Graded on a Curve: Ecstatic Vison,
Raw Rock Fury

Ecstatic Vision’s 2017’s Raw Rock Fury is a double-headed beast. On one hand it includes a couple of the most devastating blasts of sonic power to come down the pike since the Stooges’ Fun House. On the other, it contains some of the best Krautrock autobahn boogie this side of Hawkwind and Neu!.

Those are some bold claims, I know. But them’s what my ears tell me, and my ears haven’t lied since they proclaimed Black Oak Arkansas the next Beatles (and they weren’t really lying, cuz they shoulda been!). But they’re right on this one; on Raw Rock Fury–which more than lives up to its title–Ecstatic Vision prove they’re the City of Brotherly Love’s best exploding act since Phil “Chicken Man” Testa.

My pal and world-renowned musical expert Bill Barnett recently saw Ecstatic Vision play live, and he reported their set included covers of both “TV Eye” and Hawkwind’s “Master of the Universe,” so the band is hardly attempting to deny its influences. But they’re anything but a tribute act.

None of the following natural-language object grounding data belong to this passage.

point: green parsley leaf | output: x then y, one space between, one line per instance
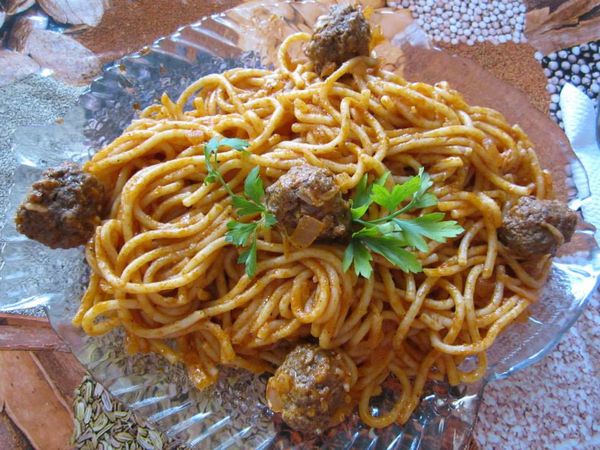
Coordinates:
390 236
248 258
239 233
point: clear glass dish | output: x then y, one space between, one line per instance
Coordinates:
233 414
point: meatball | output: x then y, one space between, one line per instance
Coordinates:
339 36
537 227
63 208
309 388
309 191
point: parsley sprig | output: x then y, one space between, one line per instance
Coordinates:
390 235
241 234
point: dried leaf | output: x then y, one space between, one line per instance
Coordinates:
31 402
70 61
13 7
22 27
75 12
15 66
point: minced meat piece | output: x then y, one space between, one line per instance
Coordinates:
535 227
63 208
339 36
309 191
309 388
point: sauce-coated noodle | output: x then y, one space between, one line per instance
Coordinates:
162 269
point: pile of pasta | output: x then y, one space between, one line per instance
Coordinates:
163 270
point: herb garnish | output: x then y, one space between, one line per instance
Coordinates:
390 235
241 234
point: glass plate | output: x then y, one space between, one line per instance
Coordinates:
233 414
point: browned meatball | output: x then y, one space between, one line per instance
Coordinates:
339 36
309 388
537 227
309 191
63 208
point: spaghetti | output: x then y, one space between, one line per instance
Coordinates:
163 270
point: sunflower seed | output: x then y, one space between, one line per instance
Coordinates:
80 411
144 443
87 416
156 439
123 436
106 403
100 423
98 390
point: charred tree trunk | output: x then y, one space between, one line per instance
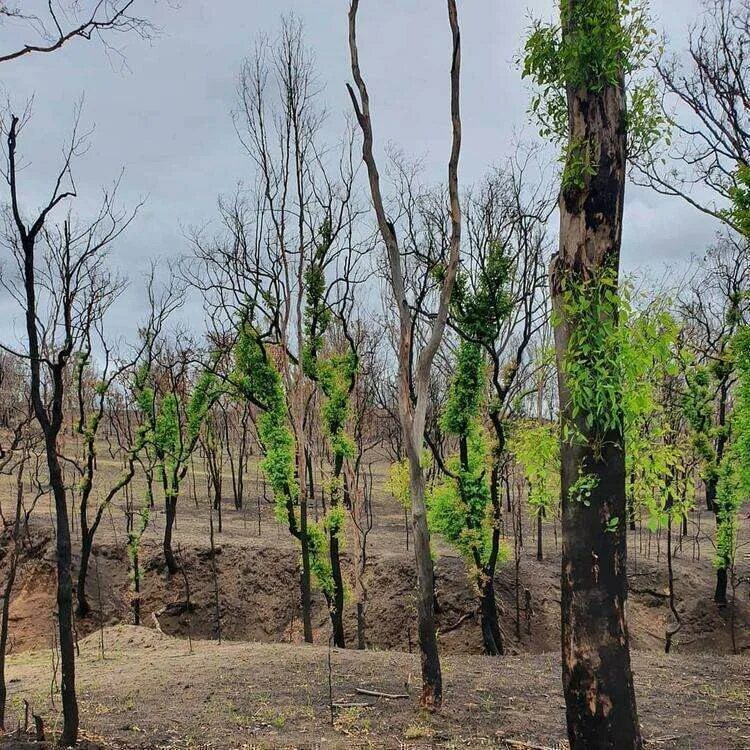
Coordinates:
69 734
337 602
492 637
170 508
8 589
597 679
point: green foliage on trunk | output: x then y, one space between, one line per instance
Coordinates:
600 44
733 485
257 380
536 448
460 508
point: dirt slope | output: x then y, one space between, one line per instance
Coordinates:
150 692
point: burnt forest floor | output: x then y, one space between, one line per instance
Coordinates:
149 691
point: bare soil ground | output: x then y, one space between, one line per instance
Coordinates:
262 688
149 691
257 563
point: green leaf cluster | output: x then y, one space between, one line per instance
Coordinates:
256 378
536 448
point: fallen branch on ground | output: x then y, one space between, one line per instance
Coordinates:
378 694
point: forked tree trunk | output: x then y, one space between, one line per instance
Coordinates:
597 678
432 680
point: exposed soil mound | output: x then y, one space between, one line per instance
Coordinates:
259 595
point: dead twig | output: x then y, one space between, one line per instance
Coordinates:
378 694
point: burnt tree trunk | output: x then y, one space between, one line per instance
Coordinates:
597 678
170 508
337 602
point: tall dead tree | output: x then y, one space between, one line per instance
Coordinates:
414 386
63 292
580 64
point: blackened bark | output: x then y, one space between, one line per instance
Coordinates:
305 585
170 507
492 637
69 734
597 678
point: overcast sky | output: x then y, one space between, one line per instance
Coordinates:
165 118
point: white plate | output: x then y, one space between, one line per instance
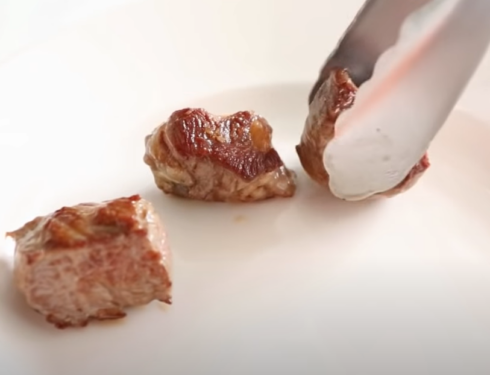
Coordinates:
306 285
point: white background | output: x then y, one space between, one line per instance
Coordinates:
24 22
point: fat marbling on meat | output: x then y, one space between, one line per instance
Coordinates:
201 156
93 260
335 95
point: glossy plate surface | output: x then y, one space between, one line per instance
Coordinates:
308 285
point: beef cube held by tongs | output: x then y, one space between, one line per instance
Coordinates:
411 60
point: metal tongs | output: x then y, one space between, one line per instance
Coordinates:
411 60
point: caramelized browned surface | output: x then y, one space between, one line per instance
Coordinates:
333 97
85 224
198 155
240 142
91 261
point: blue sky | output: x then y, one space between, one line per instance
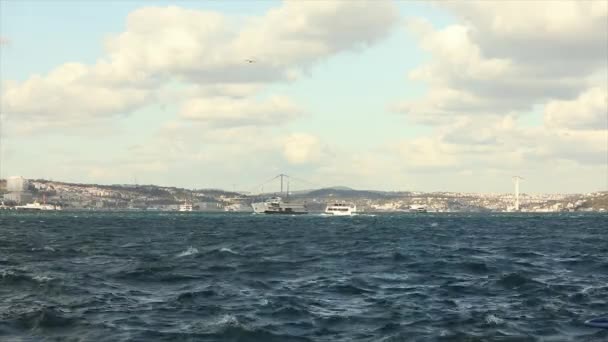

Both “You Got It or You Don’t” and “Keep It Loose” take the anarchic energy of 1970’s Fun House to whole new levels. Which is something the Stooges themselves couldn’t do; in comparison 1971’s Raw Power–and it would be wrong to place all of the blame on producer David Bowie–sounds positively emaciated. And they infuse their takes on Krautrock/psych-rock with some good old Stooges punch.

I like the Stooges throwbacks the most. On “You Got It or You Don’t” Kevin Nickles’ saxophone and John Sabolik’s vocals rise (if just barely in the latter case) out of the cosmik ooze, which is given shape by Sabolik’s titanic guitar riff and the rhythm sections unrelenting pounding. Talk about your defiant boasts–these guys have it and they know it. And one can only wonder whether the 5-minute maelstrom that is “Keep It Loose” is a tip of the hat to the Stooges’ “Loose.”

The album’s remaining two songs fall somewhere on the space rock continuum. The two-part “The Electric Step” opens with some muzak from Jupiter before diving straight into Neu! territory; you get that good old-fashioned Teutonic motorik beat, overlaid by some fetching space noise. That’s Pt. 1. On Pt. 2, Sabolik comes in sounding like he’s singing into a megaphone from another astral plane, before things go a bit… berserk. Like I said before, Ecstatic Vision can’t help but get some Stooges into their Kraut rock, and vice versa.

“Twinkling Eye” is tripartite in nature, and like “The Electric Step” the parts mesh seamlessly into one another to wonderful effect. Pt. 1.’s pretty spacey and highlights some psychedelic keyboard work and Connor’s throbbing bass. Pt. 2 kicks things into hyperdrive. As for Pt. 3, it’s a total sonic blowout–not as free form as Fun House closer “L.A. Blues” by any means, but a bravura way to go out for sure.

Ecstatic Vision–who are now a trio–have an album (For the Masses) coming out any day now on Italian label Heavy Psych Sounds. I can hardly wait. Call their music what you will–troglodyte rock, cosmonaut metal, psychedelic space noise–but be sure to check them out. When they say raw rock fury they mean just that.